Dentes & Buracos



Das coisas com que temos de nos habituar a conviver,  é com os dentes.
  Vai a gente na idade dos primeiros meses e logo aparecem os dentes com o seu cortejo de incomodidades. O menino não dorme, o menino chora, o menino tem febre, o menino desespera-se, e tudo isto, à conta de um dente que  nasce.
Nascidos os dentes, crescem as crianças e chega-se à idade de mudar de dentes, que é coisa que ninguém entende porquê. Do pouco uso dado estão os dentes de leite, ainda em estado de muito boa conservação. Mas Deus que é Deus, talvez para treinar o homem no consumismo em que estamos, a uns fá-los cair, a outros, mais teimosos, obriga-nos a arrancar.

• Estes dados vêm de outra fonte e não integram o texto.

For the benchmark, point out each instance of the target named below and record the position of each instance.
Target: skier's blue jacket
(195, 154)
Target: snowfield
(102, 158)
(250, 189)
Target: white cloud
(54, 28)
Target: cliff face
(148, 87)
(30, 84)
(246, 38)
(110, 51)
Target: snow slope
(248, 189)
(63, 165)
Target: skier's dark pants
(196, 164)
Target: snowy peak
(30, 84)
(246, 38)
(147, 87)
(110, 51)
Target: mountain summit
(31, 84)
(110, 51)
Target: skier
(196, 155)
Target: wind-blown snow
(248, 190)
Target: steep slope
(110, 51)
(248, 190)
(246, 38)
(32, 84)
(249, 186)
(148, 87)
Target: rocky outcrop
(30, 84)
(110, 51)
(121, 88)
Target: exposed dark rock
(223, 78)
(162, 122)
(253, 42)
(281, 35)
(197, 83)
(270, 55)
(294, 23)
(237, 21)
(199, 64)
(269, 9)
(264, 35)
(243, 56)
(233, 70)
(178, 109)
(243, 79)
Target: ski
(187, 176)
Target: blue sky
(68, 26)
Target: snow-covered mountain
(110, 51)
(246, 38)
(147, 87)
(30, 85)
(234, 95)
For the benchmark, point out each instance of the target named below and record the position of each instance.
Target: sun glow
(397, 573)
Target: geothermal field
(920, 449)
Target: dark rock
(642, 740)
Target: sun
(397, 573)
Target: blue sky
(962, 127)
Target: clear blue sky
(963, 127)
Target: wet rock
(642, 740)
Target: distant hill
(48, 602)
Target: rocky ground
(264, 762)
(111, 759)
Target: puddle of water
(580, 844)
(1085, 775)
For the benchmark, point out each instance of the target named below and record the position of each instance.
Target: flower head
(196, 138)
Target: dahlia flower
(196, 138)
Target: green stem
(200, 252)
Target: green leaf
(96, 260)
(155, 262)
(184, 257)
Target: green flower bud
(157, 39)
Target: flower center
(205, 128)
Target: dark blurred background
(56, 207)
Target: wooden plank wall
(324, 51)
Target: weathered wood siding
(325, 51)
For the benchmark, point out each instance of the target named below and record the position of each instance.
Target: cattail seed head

Casos raros, os dentes de baixo empurram os outros para cima, ou furam de lado numa atrapalhação nervosa de quem não sabe esperar e ficam a conviver uns com os outros numa fraterna dentição global. É aí, que o dentista aparece... vai arrancando uns e deixando outros. O menino berra, a boca compõe-se, o dentista amealha e Deus sorri, do alto da previdência de quem teve de inventar serviços para evitar o desemprego.
Dentes novos e definitivos - sorri o jovem para a vida. Nada mais a sofrer em matéria de dentes. Porém que a vida também morde. E vai daí que apareça em plena madurez da idade o dente do ciso. Inútil, que incomoda enquanto nasce e  chateia, logo a seguir que apodrece.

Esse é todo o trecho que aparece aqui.